Within two days of forwarding this submission to the Office of Housing, an offer was received (and accepted) to stay the proceedings pending a transfer of the family to a new property. In other words, the woman and her children would not be evicted from their home without being provided with alternative accommodation.
The family had previously sought a transfer without success, so this outcome came as a very welcome surprise to the client. On top of that, the VCAT proceedings were discontinued by consent after the transfer.
“Our initial objective was to prevent eviction,” said MinterEllison’s Pro Bono Director, Anton Hermann. “The end result was beyond our expectations but it does prove that when vulnerable clients obtain access to legal advice and representation, lawyers can make a real difference.”
This case demonstrates how issues of homelessness and mental illness can often intersect to compound the hardship faced by already vulnerable individuals and families. It’s also an example of an approach to homelessness based on preventing evictions, keeping people off the streets. This kind of preventative approach is one that Justice Connect advocates in response to the homelessness crisis in Australia.

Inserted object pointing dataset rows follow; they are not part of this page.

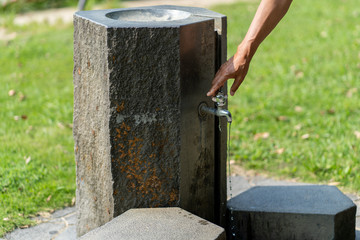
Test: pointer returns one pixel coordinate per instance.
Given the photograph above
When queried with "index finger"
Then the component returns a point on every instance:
(217, 83)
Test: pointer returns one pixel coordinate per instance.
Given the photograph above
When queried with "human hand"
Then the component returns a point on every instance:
(236, 67)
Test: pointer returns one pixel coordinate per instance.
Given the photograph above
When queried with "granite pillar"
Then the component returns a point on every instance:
(139, 76)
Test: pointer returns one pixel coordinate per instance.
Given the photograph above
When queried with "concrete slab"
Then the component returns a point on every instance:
(292, 212)
(157, 223)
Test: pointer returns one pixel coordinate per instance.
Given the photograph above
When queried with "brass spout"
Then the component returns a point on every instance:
(216, 111)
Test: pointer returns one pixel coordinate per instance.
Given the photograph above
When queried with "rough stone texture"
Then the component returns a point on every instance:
(139, 141)
(291, 212)
(157, 223)
(59, 226)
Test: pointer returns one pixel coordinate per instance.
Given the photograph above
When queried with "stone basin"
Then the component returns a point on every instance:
(148, 15)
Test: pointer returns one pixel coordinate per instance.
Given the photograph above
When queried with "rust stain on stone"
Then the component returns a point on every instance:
(120, 107)
(139, 167)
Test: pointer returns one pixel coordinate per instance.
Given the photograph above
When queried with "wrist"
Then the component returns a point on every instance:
(246, 49)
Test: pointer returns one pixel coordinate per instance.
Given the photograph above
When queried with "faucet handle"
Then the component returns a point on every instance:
(220, 99)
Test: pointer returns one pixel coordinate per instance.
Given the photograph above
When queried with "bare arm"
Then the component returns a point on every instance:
(268, 15)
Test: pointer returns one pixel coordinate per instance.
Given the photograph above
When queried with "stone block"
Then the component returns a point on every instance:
(139, 76)
(157, 223)
(291, 212)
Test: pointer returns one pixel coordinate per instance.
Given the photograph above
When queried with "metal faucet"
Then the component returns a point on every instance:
(220, 101)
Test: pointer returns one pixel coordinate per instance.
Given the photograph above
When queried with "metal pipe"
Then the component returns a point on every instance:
(217, 112)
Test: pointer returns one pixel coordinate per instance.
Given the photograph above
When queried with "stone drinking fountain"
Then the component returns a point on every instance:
(143, 135)
(149, 144)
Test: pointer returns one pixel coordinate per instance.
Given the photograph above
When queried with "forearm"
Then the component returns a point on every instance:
(268, 15)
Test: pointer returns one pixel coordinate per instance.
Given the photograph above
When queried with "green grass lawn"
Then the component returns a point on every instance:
(35, 124)
(296, 115)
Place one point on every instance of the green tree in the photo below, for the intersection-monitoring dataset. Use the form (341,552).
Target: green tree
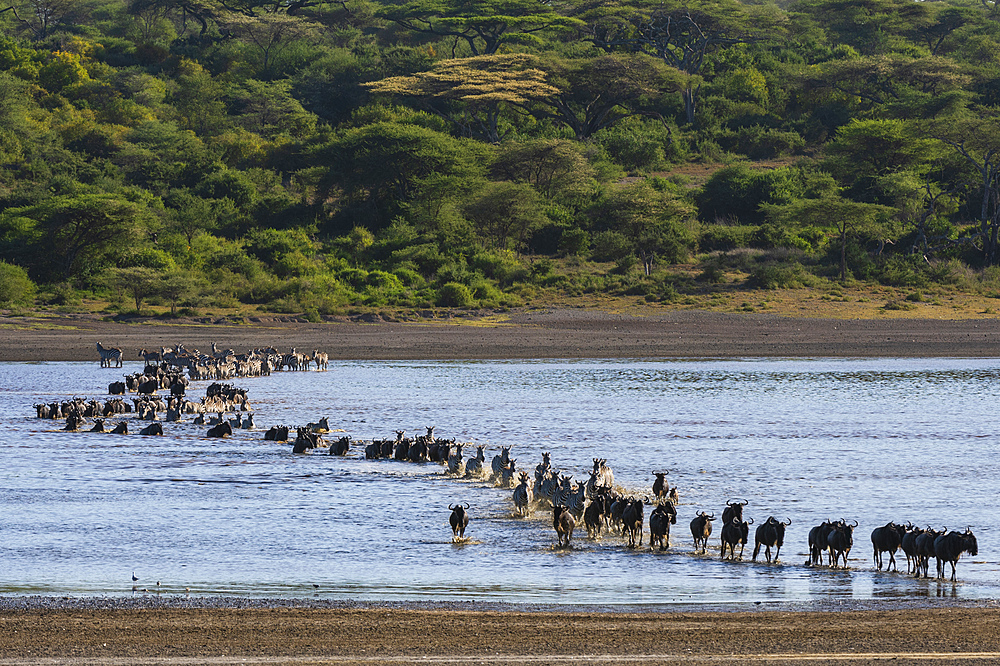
(485,25)
(556,168)
(976,144)
(504,214)
(597,93)
(683,37)
(472,93)
(651,219)
(846,218)
(74,230)
(376,169)
(15,285)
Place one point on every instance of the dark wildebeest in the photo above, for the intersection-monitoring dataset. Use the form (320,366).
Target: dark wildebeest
(341,446)
(660,520)
(909,546)
(701,529)
(949,547)
(564,524)
(459,520)
(769,533)
(595,516)
(220,430)
(887,539)
(840,541)
(632,517)
(735,532)
(277,434)
(734,509)
(925,549)
(818,542)
(523,496)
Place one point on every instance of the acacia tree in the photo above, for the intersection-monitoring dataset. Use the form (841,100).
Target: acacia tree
(472,93)
(976,141)
(270,34)
(651,220)
(79,229)
(484,25)
(597,93)
(847,218)
(682,37)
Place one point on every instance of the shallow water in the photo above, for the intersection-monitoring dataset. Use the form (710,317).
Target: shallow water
(871,440)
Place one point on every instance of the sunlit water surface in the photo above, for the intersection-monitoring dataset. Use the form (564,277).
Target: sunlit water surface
(871,440)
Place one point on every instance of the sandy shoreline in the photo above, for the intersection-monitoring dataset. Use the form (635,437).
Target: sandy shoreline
(553,333)
(389,635)
(212,630)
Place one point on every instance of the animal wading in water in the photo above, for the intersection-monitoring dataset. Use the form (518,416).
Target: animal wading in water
(459,520)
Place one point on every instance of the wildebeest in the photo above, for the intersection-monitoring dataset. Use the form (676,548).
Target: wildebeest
(734,509)
(322,426)
(925,549)
(840,540)
(818,542)
(701,529)
(220,430)
(522,495)
(596,515)
(459,520)
(600,477)
(770,533)
(660,520)
(304,439)
(277,434)
(887,539)
(474,466)
(632,517)
(500,461)
(341,446)
(949,547)
(909,546)
(456,463)
(564,524)
(735,532)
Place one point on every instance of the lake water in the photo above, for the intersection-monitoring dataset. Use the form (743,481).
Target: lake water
(870,440)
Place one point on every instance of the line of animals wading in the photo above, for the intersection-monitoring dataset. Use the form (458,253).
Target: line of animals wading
(596,502)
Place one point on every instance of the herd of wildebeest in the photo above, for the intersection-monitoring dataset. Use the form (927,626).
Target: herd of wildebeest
(597,502)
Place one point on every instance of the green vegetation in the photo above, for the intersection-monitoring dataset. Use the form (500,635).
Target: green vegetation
(317,157)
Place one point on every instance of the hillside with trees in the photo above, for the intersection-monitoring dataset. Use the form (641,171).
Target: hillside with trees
(319,157)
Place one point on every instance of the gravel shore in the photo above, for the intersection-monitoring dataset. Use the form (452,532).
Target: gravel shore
(178,629)
(553,333)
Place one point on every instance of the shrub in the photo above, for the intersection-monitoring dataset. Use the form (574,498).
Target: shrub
(574,243)
(15,285)
(781,276)
(610,246)
(455,295)
(724,237)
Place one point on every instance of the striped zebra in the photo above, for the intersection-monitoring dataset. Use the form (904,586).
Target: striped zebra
(109,354)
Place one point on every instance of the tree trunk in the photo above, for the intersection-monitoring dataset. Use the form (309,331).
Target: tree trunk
(843,254)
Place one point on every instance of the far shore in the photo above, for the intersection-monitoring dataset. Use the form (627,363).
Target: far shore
(85,633)
(523,334)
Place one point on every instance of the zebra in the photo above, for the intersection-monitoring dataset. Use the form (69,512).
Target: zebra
(109,354)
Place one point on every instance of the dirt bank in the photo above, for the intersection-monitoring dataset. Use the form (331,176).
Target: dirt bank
(387,636)
(562,333)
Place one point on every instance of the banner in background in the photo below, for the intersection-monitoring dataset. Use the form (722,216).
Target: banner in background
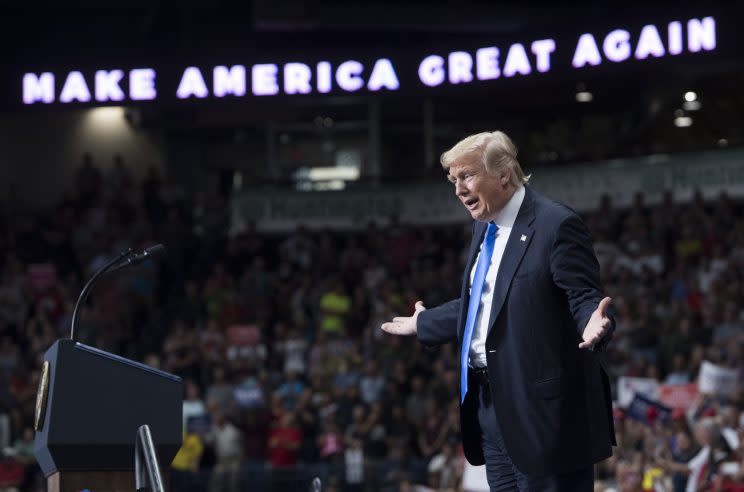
(578,186)
(628,388)
(680,396)
(717,380)
(647,410)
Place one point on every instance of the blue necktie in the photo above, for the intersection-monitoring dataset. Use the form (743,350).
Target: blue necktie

“This was an example of the legal system working as it should,” Anton said. “Justice Connect was absolutely vital to this outcome because the client would never have had access to legal representation had it not been for Justice Connect’s deep networks in the homelessness sector and the sensitive way in which the initial referral was handled by Justice Connect’s highly skilled intake staff.”
Breaking cycles of disadvantage, alleviating poverty and improving access to justice for socially disadvantaged and marginalised groups are key focuses for MinterEllison’s Pro Bono & Community Investment Program.
The commitment of law firms like MinterEllison to improving access to justice, particularly for those who are experiencing – or at risk of – homelessness, is a response to continuing unmet legal need and a vital part of the Australian pro bono landscape.
About MinterEllison’s Pro Bono & Community Investment Program
MinterEllison provides outreach legal clinics for homeless people in Adelaide, Brisbane, Melbourne and Sydney. The firm works together with JusticeConnect, PIAC, LawRight (formerly QPILCH) and the Welfare Rights Centre (SA) to deliver legal support at a number of community locations, including:
- The Magdalene Centre in Adelaide;
- The 139 Club in Brisbane;
- Central City Community Health Centre in Melbourne; and
- the Haymarket Clinic in Sydney.
Additionally, the firm seconds staff to Street Law ACT.